Thread: Direct sum of a range and T-invariant subspace problem

1. Direct sum of a range and T-invariant subspace problem

Hi!
I've been working for this problem for quite a while, but am seriously stuck now, so I would appreciate any help!
Here's the problem:
Suppose $\displaystyle V=R(T) \oplus W$ and W is T-invariant. Prove that $\displaystyle W \subseteq N(T)$

where R(T) is the range of linear transformation $\displaystyle T:V \rightarrow V$ and N(T) is a null space of T, and W is a subspace of V.
Here's what I got:
I need to show that for all $\displaystyle w \in W, w \in N(T)$ and w is in N(T) if and only if T(w)={0}, so what i need to show is for all $\displaystyle w \in W, T(w) = 0$.
Since V is a direct sum of R(T) and W, then $\displaystyle V=R(T)+W$ and $\displaystyle R(T) \cap W = \{0\}$ . Since V=R(T)+W, i know that for all $\displaystyle v \in V$, there exists $\displaystyle y \in R(T)$ and there exists $\displaystyle w \in W$ such that v=y+w. Since there exists y in R(T), then there exists an $\displaystyle x \in V$ such that T(x)=y. And from W being T-invariant, i know $\displaystyle T(w) \in W$.
Ok, knowing it is good, but i cannot relate that to N(T). What do I do next??

Thank you for any help!!

2. If we take $\displaystyle w \in W$, then from W being T-invariant, we get that $\displaystyle T(w) = w'$ for some $\displaystyle w' \in W$; that is, $\displaystyle T(w) \in W$.

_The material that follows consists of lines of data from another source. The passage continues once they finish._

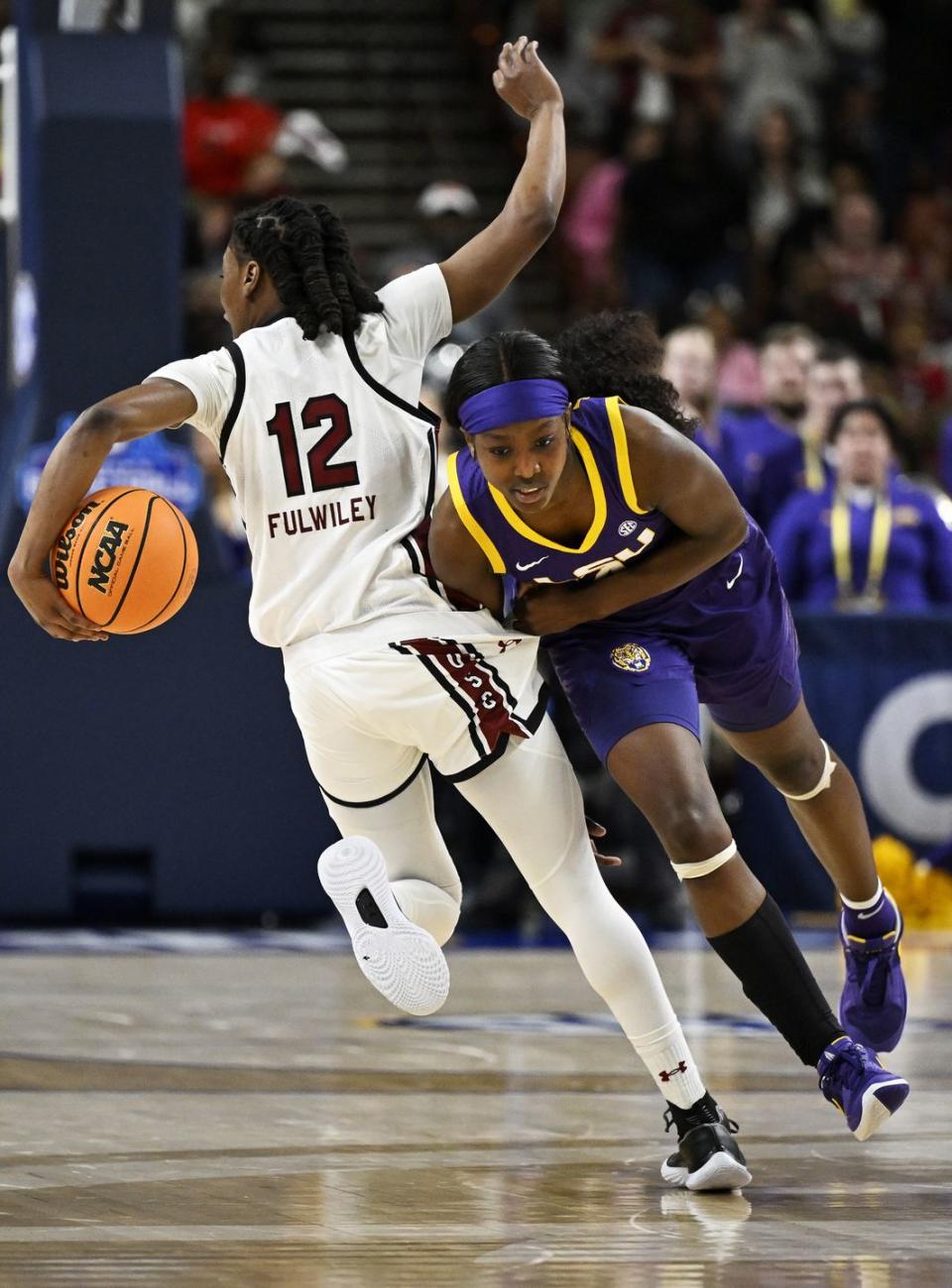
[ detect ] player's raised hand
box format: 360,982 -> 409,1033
8,567 -> 109,641
492,36 -> 561,121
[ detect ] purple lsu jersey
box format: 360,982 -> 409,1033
448,398 -> 800,759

But we also know that $\displaystyle T(w) \in Range(T)$ by definition, therefore we get that $\displaystyle T(w) \in W \cap Range(T)$ but this is possible only if $\displaystyle T(w) = 0 \Rightarrow w \in Null(T) \Rightarrow W \subset Null(T)$

3. Oh, thank you so much! it is so easy now that you explained it! makes perfect sense. Thanks a lot!